Here in southern Arizona there are several species of paper wasps in the genus Polistes. What intrigues me is that you seldom find more than one species in any particular location. At the least, one species is usually dominant and other species scarce. Here in the city of Tucson, one of the more abundant urban species is P. arizonensis.
At first glance, this species could be mistaken for Polistes exclamans, a species common in the eastern and southern U.S. Indeed, P. arizonensis was once considered a subspecies of P. exclamans. The Arizona wasp only ranges from Arizona to southern California and Mexico.
One of the favorite places for P. arizonensis to nest is under collapsed palm fronds. Several large colonies can coexist in close proximity under these weathered but sturdy leaves. Here is an example I found at the Sweetwater Wetlands in northwest Tucson.
I have found several female (worker) wasps overwintering on such insulated nests, so the large combs may represent the expansions of the previous year’s occupants. Well, that was my theory until I took some of these old nests as souvenirs and found they harbored huge numbers of dermestid beetle larvae that eventually became adult beetles flying freely around my apartment. The invasion of scavengers like dermestids suggests that the combs held deceased wasps (probably in the pupal stage), and those cells are not likely to be re-used.
Interestingly, Polistes arizonensis seems just as comfortable nesting amid tangled shrubbery, which leaves them perhaps more exposed to the elements, and their prime enemies: ants. The wasps do have an answer for the ants, though. The female wasps secrete a substance that repels ants, and apply this blackish goo liberally to the paper pedicel that attaches the nest to the substrate (stem, frond, ceiling, whatever). The repellant is produced by sternal glands located internally on the underside of the abdomen. The secretion consists of long-chain carboxylic acids. One study showed that the unsaturated acids (palmitoleic, linoleic, and oleic) in the secretion were effective in repelling at least three species of ants, for up to four days (Dani, et al., 1996).

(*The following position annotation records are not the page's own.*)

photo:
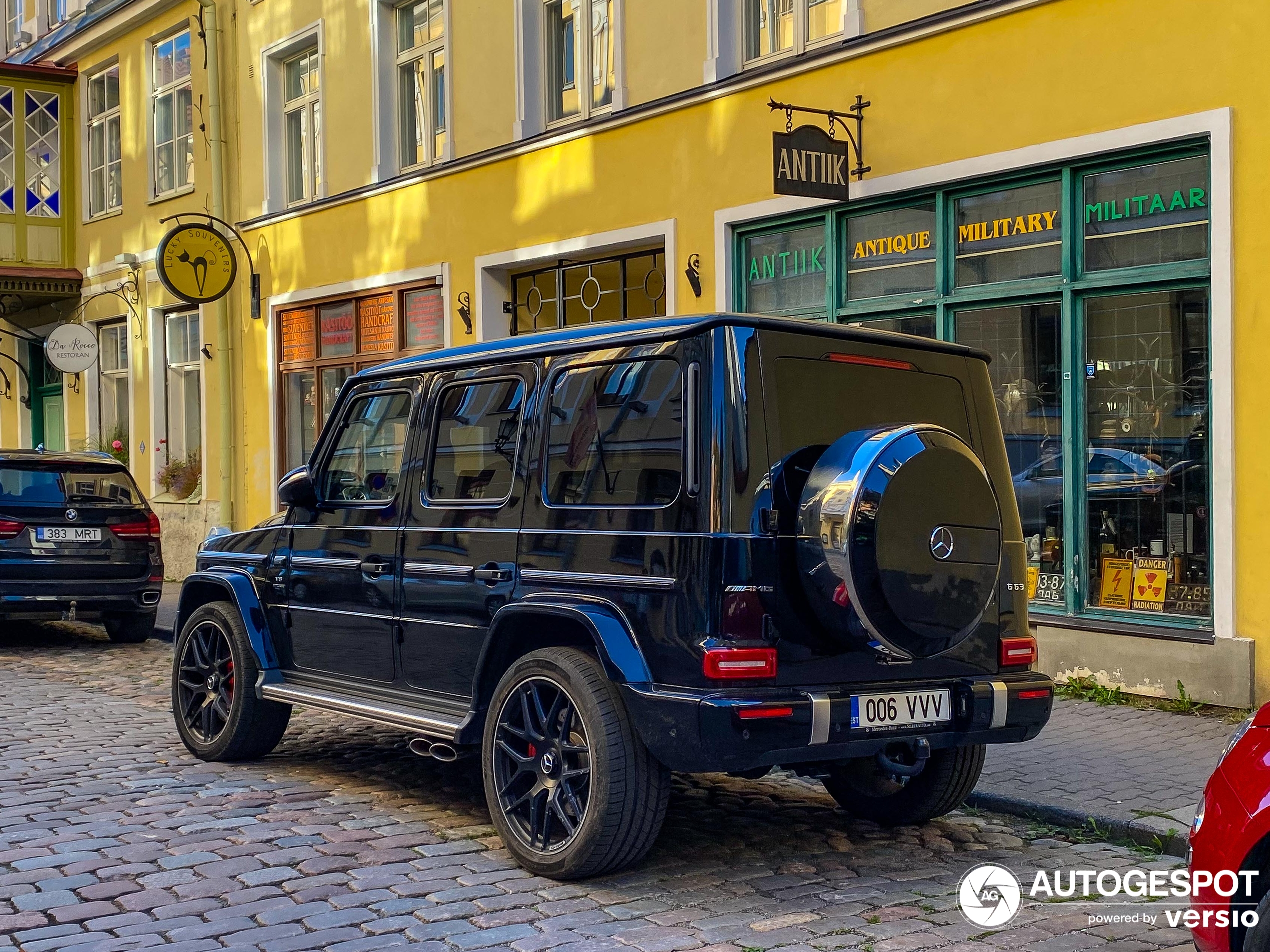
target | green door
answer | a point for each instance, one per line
(48, 418)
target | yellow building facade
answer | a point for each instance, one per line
(1070, 184)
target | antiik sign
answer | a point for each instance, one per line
(808, 163)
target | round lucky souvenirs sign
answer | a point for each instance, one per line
(70, 348)
(196, 263)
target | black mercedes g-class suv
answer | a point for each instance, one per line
(598, 555)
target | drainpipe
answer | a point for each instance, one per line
(224, 343)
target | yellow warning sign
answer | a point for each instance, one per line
(1116, 589)
(1150, 581)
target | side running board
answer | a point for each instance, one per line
(434, 725)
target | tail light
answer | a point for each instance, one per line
(740, 663)
(139, 530)
(1016, 652)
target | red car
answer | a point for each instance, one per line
(1232, 833)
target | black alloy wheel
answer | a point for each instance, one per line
(542, 765)
(205, 687)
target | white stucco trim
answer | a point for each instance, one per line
(494, 272)
(1217, 125)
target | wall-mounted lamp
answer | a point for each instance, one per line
(694, 273)
(465, 310)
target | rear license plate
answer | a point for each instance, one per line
(904, 709)
(68, 534)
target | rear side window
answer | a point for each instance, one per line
(616, 436)
(366, 464)
(820, 400)
(478, 432)
(68, 487)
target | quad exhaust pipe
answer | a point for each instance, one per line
(436, 749)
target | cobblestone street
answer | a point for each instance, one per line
(112, 837)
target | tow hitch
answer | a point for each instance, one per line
(904, 758)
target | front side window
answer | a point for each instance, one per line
(581, 57)
(422, 78)
(365, 465)
(173, 114)
(184, 389)
(104, 150)
(616, 436)
(776, 27)
(114, 408)
(302, 125)
(478, 433)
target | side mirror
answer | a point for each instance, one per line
(298, 489)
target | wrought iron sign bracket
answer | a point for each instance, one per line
(856, 114)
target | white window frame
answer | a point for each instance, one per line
(407, 59)
(156, 94)
(309, 106)
(274, 90)
(531, 70)
(104, 120)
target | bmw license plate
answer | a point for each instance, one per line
(904, 709)
(68, 534)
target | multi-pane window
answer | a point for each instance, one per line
(104, 153)
(8, 154)
(581, 57)
(14, 14)
(302, 125)
(422, 81)
(1099, 333)
(114, 394)
(44, 154)
(586, 292)
(775, 27)
(173, 114)
(184, 387)
(324, 344)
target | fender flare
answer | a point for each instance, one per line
(236, 586)
(612, 631)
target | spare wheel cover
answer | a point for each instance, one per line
(907, 522)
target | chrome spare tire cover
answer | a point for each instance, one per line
(900, 539)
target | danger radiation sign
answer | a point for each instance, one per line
(1150, 581)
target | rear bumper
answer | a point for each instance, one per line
(44, 601)
(696, 730)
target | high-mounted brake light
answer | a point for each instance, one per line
(740, 663)
(758, 714)
(1015, 652)
(870, 361)
(149, 528)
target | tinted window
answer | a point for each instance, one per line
(478, 431)
(366, 464)
(616, 436)
(70, 485)
(817, 401)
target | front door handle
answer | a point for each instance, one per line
(493, 574)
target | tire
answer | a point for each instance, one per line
(573, 755)
(944, 785)
(130, 629)
(222, 719)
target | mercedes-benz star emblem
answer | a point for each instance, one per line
(942, 542)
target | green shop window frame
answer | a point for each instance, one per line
(1072, 288)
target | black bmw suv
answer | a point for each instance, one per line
(78, 541)
(594, 556)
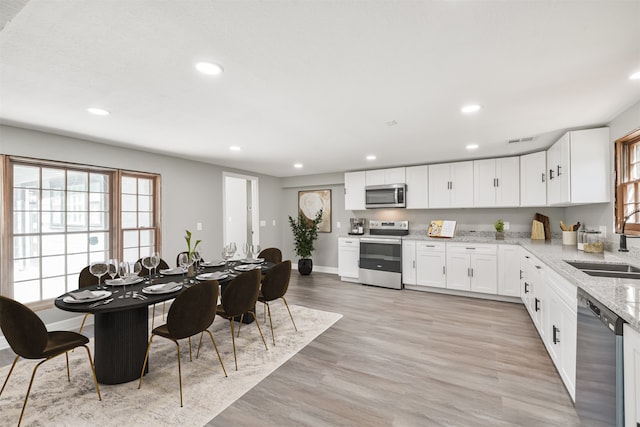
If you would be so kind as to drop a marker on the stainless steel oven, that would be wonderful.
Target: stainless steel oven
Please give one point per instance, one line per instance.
(381, 254)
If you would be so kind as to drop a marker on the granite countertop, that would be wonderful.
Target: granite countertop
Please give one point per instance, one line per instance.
(622, 296)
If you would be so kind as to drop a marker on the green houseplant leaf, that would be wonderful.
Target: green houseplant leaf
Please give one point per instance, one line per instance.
(305, 232)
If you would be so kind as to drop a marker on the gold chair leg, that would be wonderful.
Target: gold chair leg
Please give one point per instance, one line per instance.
(255, 318)
(273, 337)
(233, 340)
(287, 305)
(93, 371)
(179, 373)
(66, 355)
(9, 374)
(146, 358)
(217, 352)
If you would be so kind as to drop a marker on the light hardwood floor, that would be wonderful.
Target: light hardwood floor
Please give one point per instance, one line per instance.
(408, 358)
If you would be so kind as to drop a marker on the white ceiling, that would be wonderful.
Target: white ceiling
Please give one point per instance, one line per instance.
(316, 82)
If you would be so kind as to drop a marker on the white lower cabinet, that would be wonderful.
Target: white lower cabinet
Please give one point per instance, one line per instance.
(348, 258)
(431, 264)
(561, 327)
(509, 270)
(631, 377)
(472, 267)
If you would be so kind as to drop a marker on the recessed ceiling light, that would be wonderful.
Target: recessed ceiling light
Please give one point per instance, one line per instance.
(470, 108)
(98, 111)
(209, 68)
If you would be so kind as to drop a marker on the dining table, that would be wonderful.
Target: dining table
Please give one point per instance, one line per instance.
(121, 325)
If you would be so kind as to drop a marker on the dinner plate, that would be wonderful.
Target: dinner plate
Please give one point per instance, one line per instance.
(123, 282)
(212, 276)
(215, 263)
(173, 271)
(252, 260)
(247, 267)
(157, 289)
(98, 296)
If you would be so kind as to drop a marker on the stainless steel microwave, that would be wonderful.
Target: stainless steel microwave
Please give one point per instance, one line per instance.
(385, 196)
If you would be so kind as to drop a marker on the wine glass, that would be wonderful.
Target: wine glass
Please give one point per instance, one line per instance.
(155, 258)
(183, 261)
(99, 269)
(125, 274)
(147, 262)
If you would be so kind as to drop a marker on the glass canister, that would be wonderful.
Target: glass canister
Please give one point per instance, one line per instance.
(594, 243)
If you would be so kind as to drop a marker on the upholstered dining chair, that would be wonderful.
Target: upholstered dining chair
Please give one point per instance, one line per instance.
(274, 285)
(238, 298)
(273, 255)
(192, 312)
(86, 279)
(28, 337)
(145, 272)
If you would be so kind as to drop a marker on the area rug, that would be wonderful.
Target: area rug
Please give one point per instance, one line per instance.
(56, 402)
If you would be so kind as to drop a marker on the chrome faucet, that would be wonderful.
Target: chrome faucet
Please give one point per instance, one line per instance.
(623, 238)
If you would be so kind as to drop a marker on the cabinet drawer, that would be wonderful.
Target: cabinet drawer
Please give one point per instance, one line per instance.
(349, 242)
(472, 248)
(430, 246)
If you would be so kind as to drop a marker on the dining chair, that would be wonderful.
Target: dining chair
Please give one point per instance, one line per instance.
(86, 279)
(145, 272)
(274, 285)
(273, 255)
(28, 338)
(238, 298)
(192, 312)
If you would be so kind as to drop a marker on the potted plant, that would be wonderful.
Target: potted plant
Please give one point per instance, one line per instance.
(499, 226)
(305, 232)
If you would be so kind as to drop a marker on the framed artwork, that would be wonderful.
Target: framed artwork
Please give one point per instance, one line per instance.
(310, 202)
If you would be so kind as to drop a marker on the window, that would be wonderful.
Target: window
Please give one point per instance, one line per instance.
(60, 217)
(628, 183)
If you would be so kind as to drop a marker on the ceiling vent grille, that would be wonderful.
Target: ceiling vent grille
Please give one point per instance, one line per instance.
(525, 139)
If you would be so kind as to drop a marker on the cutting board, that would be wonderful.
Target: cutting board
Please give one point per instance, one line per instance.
(545, 223)
(537, 230)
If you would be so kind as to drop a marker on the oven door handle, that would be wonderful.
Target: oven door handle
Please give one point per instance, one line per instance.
(384, 241)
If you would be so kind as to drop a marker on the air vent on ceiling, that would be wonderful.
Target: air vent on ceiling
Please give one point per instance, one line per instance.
(525, 139)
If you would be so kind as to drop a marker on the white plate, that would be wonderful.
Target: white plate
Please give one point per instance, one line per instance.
(215, 263)
(247, 267)
(252, 260)
(123, 282)
(173, 271)
(212, 276)
(98, 296)
(157, 289)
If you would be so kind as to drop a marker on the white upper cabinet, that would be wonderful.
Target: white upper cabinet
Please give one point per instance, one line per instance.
(451, 185)
(533, 179)
(496, 182)
(417, 187)
(578, 168)
(385, 176)
(354, 197)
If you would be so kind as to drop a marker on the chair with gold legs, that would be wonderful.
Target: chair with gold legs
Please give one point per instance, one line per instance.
(274, 285)
(191, 313)
(29, 339)
(240, 297)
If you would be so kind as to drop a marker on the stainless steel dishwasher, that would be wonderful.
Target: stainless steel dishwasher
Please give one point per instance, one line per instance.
(599, 364)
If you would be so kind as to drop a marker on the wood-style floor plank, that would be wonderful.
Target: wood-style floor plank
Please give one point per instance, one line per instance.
(408, 358)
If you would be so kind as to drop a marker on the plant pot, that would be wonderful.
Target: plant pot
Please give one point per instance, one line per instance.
(305, 265)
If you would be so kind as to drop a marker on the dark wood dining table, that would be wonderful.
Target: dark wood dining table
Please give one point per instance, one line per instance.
(121, 327)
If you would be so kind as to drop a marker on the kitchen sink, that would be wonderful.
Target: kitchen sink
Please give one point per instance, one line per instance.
(614, 270)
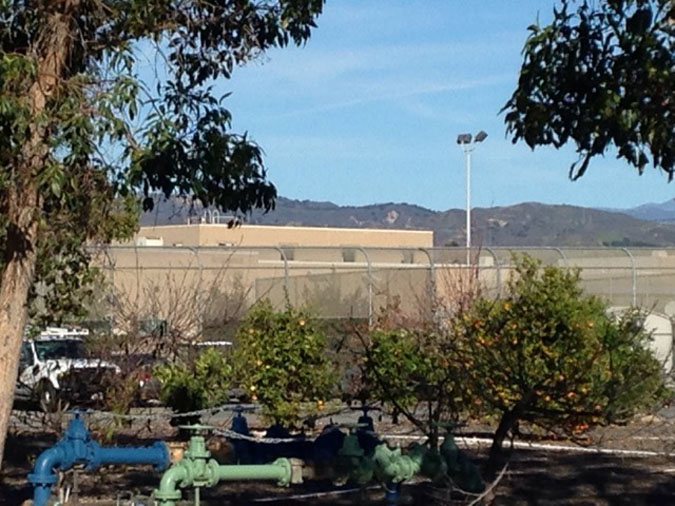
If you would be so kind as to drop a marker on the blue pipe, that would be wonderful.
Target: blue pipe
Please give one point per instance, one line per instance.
(76, 447)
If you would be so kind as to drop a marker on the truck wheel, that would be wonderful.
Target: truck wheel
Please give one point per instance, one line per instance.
(48, 397)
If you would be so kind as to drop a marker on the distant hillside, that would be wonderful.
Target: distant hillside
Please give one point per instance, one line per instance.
(663, 212)
(527, 224)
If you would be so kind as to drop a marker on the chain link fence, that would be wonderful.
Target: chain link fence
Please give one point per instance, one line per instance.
(352, 282)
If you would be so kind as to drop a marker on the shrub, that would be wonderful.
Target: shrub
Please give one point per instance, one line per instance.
(282, 361)
(552, 356)
(415, 371)
(191, 386)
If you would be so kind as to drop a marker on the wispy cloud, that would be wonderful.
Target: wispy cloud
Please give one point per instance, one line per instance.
(395, 92)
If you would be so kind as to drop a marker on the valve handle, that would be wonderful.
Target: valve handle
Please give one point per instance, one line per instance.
(365, 408)
(353, 426)
(450, 425)
(243, 408)
(197, 427)
(78, 411)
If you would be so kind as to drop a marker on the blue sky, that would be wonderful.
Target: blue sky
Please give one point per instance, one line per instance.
(369, 110)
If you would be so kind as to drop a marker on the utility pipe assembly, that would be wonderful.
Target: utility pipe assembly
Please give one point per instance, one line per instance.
(196, 469)
(76, 447)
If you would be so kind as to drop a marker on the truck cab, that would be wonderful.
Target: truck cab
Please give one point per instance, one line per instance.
(55, 371)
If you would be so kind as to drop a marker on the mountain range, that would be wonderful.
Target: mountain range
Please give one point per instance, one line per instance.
(525, 224)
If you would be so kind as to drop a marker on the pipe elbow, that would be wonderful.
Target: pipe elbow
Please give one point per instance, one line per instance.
(43, 471)
(168, 486)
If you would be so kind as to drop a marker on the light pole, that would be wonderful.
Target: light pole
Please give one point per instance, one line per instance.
(468, 143)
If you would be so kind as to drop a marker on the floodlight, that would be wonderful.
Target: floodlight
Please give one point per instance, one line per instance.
(480, 136)
(464, 139)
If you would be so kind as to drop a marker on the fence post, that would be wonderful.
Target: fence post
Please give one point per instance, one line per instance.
(499, 274)
(634, 272)
(432, 279)
(285, 259)
(369, 273)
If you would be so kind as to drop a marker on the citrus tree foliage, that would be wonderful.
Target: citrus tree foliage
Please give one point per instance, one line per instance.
(415, 371)
(550, 355)
(282, 361)
(103, 132)
(600, 75)
(79, 126)
(191, 385)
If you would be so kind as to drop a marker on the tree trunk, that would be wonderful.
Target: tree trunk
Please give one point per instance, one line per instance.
(15, 282)
(495, 458)
(21, 202)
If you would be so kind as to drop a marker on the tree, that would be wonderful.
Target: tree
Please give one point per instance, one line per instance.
(600, 76)
(281, 359)
(551, 356)
(75, 115)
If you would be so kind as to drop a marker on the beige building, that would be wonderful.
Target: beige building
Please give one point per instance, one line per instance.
(206, 234)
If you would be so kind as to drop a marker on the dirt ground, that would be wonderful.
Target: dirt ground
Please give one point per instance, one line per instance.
(533, 477)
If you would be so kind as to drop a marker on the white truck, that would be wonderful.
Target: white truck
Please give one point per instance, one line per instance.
(54, 370)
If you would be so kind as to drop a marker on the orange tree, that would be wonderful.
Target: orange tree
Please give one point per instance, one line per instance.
(550, 355)
(414, 371)
(282, 360)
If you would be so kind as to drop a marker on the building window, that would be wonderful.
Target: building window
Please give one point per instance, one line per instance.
(349, 254)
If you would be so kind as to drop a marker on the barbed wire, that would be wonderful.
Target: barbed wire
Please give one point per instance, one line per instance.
(166, 416)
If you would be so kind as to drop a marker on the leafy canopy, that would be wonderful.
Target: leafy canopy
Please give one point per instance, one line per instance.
(550, 355)
(281, 359)
(83, 129)
(600, 75)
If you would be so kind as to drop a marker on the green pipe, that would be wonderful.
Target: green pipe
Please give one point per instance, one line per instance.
(194, 470)
(280, 471)
(168, 491)
(392, 466)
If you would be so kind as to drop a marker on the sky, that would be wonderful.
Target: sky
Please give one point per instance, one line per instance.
(368, 111)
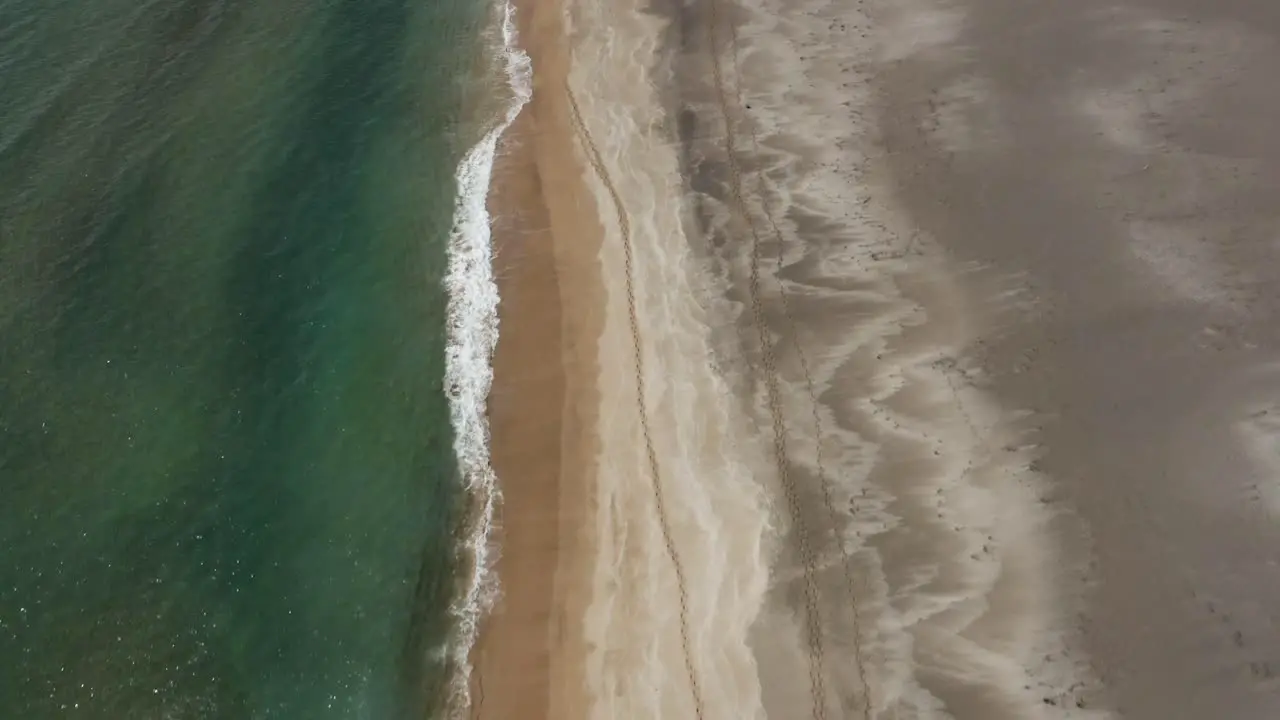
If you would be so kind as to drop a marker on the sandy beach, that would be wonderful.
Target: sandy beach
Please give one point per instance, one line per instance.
(886, 360)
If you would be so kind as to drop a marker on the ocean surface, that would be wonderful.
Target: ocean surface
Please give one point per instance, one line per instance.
(227, 460)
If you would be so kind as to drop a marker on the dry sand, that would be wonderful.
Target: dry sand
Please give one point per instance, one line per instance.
(914, 360)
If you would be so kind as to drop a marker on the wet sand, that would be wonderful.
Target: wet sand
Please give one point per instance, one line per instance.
(543, 405)
(915, 361)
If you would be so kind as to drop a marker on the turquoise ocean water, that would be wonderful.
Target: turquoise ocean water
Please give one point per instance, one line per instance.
(228, 479)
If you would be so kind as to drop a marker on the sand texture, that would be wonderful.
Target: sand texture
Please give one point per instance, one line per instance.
(888, 360)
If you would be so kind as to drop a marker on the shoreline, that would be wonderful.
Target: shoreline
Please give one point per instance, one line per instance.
(543, 408)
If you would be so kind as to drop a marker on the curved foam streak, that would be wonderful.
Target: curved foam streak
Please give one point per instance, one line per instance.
(472, 336)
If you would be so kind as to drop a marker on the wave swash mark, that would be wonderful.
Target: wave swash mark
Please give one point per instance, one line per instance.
(472, 336)
(659, 501)
(819, 464)
(813, 620)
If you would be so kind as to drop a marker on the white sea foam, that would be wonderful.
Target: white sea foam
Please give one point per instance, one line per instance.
(472, 336)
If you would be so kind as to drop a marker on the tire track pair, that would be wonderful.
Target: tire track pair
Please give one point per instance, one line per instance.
(659, 500)
(813, 615)
(789, 318)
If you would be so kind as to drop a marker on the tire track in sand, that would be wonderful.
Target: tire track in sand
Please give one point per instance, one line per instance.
(813, 615)
(789, 318)
(659, 500)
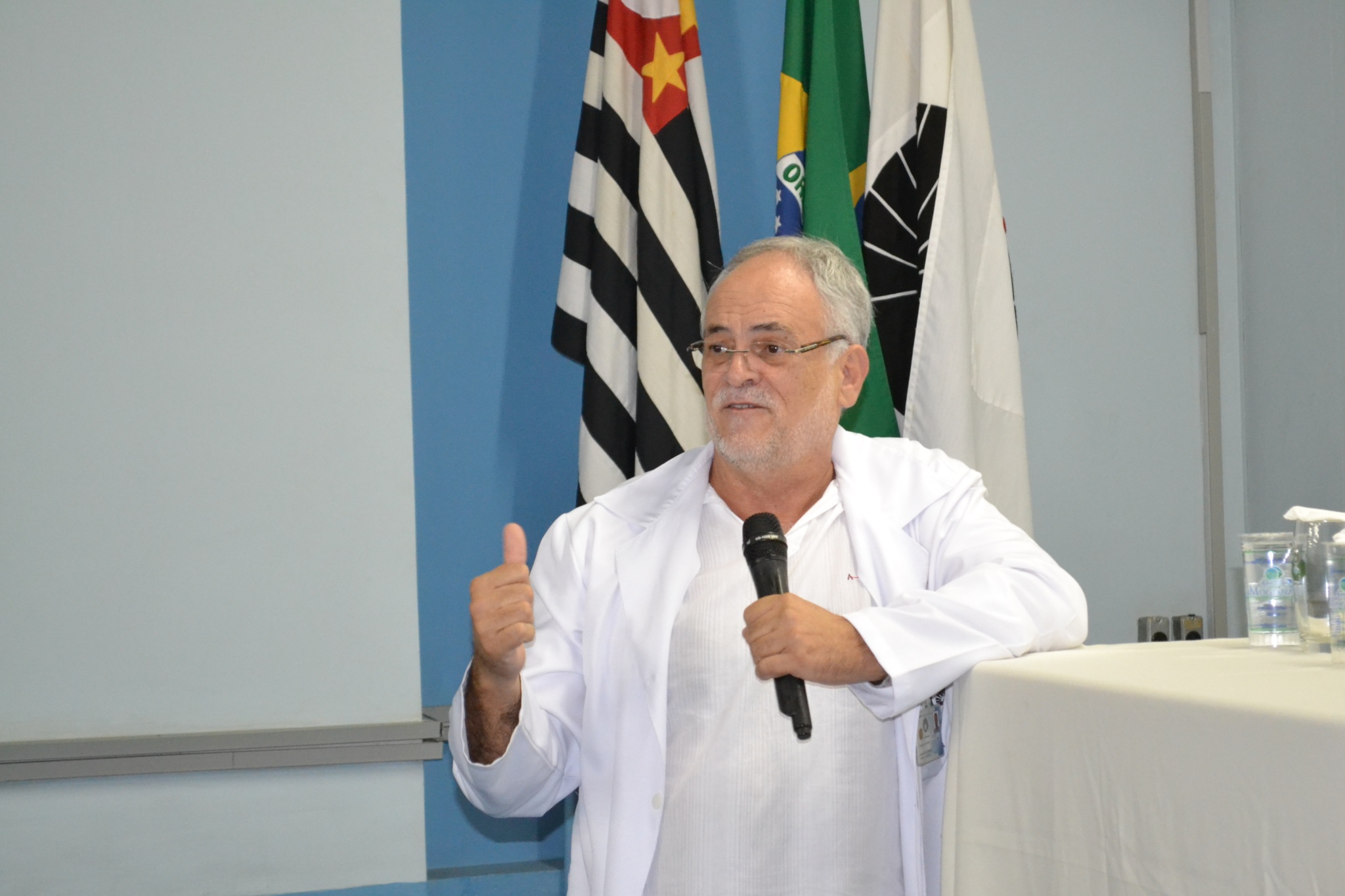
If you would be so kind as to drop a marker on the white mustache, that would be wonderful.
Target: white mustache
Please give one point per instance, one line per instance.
(744, 395)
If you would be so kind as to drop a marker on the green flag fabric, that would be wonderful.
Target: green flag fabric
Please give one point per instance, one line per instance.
(824, 141)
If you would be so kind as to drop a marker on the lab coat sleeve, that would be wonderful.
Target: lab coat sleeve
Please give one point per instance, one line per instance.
(992, 594)
(541, 765)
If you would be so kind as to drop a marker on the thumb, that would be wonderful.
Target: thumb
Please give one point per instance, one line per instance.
(516, 544)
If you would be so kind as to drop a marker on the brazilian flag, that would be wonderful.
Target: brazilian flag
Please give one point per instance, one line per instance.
(822, 148)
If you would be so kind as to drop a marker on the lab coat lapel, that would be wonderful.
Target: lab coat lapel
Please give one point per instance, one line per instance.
(654, 571)
(880, 498)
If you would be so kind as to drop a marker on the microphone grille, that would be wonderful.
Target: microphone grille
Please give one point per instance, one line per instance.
(763, 538)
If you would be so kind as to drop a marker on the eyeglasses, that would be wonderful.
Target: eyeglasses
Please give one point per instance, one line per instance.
(771, 354)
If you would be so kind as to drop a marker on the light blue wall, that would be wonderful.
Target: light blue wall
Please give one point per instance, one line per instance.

Like most paper wasps, P. arizonensis seems to prefer hunting caterpillars as food for the larvae back at the nest. Notice the worker chewing up a caterpillar in the image below, prior to feeding the morsel to a larva in one of the cells in the nest.
This nest was located under the sheltering roof of a “ramada” overlooking one of the ponds at Sweetwater Wetlands.
You can tell the gender of many kinds of paper wasps by looking them in the face. Females usually have dark, triangular faces, whereas males have square, yellow faces. Such is the case with P. arizonensis. Also note the hooked tips on the antennae, and blunt tip of the abdomen in the male specimen imaged below.
I find that this species is remarkably tolerant of close approaches to its nests. I was able to get these images without the occupants even taking an alarm stance. When paper wasps stand on tip-toe (tip-tarsi?), with wings raised and splayed, it means “You have come too close! Back off now or suffer the consequences.” By retreating even a short distance after such a warning you prevent an attack and the wasps go back to business as usual. Understand that I am not recommending you trespass active colonies, but do use your own judgment and enjoy observing their interactions.
Sources: Dani, F. R., S. Cannoni, S. Turillazzi, and E. D. Morgan. 1996. “Ant repellent effect of the sterna gland secretion of Polistes dominulus (Christ) and P. sulcifer (Zimmermann). (Hymenoptera: Vespidae),” Jour. Chem. Ecol. 22: 37-48.